By Shelby Otto
Jacob Staskowski is a senior fine arts major with a focus in painting and a minor in art education. He uses his artwork to raise awareness about Type I diabetes.
Staskowski’s current body of work hangs on the ground floor of Rohrbach Library and draws the eye with a narrow use of color and a strong application of contrast. Each painting depicts a person struck with Type I diabetes or the materials and tools associated and necessary for a Type I diabetic.
Staskowski was diagnosed with Type I after his first semester here at KU.
“It really rocked my world,” he said when explaining that he eventually began going to therapy to work through his personal issues and how his therapist encouraged him to explore the disease through his artwork.
“At first, it became very personal,” Staskowski stated. “Like, stuff I didn’t want to show anyone.”
Eventually, he met people through social media who further encouraged him to make more artwork surrounding the struggles of Type I diabetics. Other Type I’s reached out and shared their stories. One connection led him to paint and sell a portrait to be shipped to California, where it is possibly going to be hung in the Children’s Hospital of L.A. The subject of the painting received care there for Type I as a child.

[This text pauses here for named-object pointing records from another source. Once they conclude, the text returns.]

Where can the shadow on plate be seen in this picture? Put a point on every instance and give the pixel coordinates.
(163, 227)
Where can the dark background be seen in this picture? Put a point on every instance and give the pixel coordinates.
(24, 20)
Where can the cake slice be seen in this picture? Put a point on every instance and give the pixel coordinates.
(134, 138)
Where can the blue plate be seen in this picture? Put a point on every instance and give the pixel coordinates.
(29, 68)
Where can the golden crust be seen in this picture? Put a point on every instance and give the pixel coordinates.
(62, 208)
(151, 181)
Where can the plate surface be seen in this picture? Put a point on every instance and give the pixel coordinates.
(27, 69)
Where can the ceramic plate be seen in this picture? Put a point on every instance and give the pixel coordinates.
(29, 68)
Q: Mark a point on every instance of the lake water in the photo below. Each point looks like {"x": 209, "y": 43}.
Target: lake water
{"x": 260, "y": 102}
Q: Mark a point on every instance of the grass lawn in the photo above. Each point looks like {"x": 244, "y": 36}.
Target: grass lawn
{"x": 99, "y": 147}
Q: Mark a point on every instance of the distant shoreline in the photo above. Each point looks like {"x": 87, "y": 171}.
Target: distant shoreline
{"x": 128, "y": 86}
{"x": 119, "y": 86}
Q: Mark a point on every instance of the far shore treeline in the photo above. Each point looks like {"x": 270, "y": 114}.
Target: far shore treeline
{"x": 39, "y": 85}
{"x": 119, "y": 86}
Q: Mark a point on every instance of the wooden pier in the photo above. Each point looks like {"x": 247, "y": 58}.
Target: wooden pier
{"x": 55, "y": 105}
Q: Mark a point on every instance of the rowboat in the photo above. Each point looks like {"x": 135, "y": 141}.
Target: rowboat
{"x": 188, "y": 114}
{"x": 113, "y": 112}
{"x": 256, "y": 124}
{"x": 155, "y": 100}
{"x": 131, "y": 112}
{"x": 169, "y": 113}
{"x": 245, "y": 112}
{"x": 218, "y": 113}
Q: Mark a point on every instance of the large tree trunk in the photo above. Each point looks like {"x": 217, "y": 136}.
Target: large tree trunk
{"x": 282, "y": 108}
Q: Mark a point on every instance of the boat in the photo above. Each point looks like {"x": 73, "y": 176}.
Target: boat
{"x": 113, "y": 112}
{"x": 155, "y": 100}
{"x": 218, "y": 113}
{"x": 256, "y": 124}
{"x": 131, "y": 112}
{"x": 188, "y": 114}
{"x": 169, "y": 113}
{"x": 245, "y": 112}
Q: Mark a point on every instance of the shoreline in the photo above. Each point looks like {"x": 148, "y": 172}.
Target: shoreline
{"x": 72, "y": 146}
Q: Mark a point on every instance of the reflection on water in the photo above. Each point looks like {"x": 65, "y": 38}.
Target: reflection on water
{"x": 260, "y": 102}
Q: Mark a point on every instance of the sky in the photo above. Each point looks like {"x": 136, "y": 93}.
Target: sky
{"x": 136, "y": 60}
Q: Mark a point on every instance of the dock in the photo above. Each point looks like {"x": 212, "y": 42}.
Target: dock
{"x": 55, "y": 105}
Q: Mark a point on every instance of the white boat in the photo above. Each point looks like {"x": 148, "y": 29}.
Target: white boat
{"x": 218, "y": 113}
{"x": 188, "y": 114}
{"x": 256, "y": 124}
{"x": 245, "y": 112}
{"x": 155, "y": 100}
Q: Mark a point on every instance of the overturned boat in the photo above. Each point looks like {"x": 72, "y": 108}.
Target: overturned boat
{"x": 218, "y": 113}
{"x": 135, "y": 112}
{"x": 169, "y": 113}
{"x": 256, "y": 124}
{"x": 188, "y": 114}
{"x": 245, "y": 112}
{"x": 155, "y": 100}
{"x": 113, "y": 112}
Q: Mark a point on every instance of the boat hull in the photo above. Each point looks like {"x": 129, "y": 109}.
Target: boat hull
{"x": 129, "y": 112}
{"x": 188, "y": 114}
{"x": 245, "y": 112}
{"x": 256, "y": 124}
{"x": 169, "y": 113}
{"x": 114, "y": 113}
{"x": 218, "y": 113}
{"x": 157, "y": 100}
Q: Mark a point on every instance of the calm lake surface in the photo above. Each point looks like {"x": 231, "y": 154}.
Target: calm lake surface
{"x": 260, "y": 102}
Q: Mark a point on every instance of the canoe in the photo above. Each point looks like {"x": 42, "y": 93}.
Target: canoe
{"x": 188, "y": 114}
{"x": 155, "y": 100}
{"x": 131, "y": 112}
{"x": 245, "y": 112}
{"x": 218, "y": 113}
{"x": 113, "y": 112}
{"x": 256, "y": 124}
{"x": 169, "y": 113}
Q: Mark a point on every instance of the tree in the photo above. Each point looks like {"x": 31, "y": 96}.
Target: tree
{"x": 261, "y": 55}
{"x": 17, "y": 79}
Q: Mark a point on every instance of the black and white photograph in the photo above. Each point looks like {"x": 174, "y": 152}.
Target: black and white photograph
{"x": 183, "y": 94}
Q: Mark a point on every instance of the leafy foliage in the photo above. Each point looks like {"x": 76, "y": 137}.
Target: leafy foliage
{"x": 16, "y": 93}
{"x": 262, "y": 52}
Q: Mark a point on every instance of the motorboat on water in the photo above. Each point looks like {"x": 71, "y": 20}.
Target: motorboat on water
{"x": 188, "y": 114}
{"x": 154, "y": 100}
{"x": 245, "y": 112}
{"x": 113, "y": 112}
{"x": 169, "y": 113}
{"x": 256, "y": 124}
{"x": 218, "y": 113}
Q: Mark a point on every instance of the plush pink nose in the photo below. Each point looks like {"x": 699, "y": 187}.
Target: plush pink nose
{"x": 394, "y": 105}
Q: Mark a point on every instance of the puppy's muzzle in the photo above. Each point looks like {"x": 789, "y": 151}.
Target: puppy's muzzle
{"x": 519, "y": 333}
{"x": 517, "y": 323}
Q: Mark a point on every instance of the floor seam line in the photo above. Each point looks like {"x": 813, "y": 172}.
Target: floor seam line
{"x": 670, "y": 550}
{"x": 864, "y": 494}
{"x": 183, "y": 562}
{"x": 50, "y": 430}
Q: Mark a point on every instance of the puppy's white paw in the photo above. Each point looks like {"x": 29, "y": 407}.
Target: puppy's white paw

“Connecting in that community really inspires me to kind of branch my artwork out more,” said Staskowski.
Standing in front of the paintings that hang in Rohrbach Library, the viewer might notice a muddy wash of colors over a collection of similarly sized canvases. Staskowski mainly incorporates the colors blue and orange in order to more easily manipulate the work and further focus on the form and composition. To relay the invisibility of this particular disease, he uses historical art symbols from religious works that date back to the Renaissance era.

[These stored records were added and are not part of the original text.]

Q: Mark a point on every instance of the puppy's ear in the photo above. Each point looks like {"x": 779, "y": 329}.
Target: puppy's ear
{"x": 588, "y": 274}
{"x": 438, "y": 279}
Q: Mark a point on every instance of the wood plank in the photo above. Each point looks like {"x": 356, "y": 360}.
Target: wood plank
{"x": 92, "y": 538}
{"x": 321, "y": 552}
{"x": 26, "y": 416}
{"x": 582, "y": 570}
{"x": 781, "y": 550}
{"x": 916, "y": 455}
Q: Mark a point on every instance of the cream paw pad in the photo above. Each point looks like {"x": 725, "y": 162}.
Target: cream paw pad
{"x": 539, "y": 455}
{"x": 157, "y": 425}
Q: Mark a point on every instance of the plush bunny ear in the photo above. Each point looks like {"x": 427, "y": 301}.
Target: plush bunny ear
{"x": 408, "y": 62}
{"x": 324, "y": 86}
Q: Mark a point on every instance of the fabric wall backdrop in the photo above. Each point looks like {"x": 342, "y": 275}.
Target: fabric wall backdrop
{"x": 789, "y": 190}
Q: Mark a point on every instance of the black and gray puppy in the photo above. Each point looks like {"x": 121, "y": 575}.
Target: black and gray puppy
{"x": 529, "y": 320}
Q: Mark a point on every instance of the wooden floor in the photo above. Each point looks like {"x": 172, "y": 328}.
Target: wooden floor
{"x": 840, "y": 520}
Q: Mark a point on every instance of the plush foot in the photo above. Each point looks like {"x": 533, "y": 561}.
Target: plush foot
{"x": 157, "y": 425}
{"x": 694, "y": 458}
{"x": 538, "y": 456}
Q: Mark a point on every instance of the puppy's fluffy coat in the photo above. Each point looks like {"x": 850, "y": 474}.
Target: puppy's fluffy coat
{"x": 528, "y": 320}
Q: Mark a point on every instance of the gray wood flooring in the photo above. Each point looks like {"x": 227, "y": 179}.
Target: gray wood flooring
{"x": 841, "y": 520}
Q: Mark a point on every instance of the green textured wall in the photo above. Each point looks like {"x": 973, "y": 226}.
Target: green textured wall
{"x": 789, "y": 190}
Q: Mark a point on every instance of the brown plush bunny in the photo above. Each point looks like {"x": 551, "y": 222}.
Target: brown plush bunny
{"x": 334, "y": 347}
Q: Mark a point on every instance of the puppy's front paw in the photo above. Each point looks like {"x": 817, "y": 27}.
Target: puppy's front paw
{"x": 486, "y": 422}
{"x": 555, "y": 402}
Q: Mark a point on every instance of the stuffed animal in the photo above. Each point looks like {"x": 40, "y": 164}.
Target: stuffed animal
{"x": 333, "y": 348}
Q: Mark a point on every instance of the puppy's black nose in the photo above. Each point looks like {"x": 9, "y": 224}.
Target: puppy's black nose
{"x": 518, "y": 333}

Staskowski stated, “While I was making a lot of this work, I was taking Art History B which focuses on work all throughout the Renaissance all over Europe, and then after that semester, I took Italian Renaissance with Dr. Kulpa.”
Throughout art history, figures depicted wearing a halo were signified as being touched by God. For Staskowski, he uses the halo for a different reason.
“I always admired how the artists applied these halos and what the halo signified. I use the halo as a symbol of someone being touched by Type I diabetes,” he explained.
Staskowski’s upcoming work will incorporate similar ideas concerning Type I; however, he looks to work bigger, with a more limited color palette, and on a larger scale.
Overall, Staskowski looks to employ his work to raise awareness. “What I really want my viewers to know is that if they’re a Type I, they’re not alone and that there’s a community here waiting for you,” and for people who are not Type I’s, “I just want them to know it’s a thing and it’s an actual problem in this country.”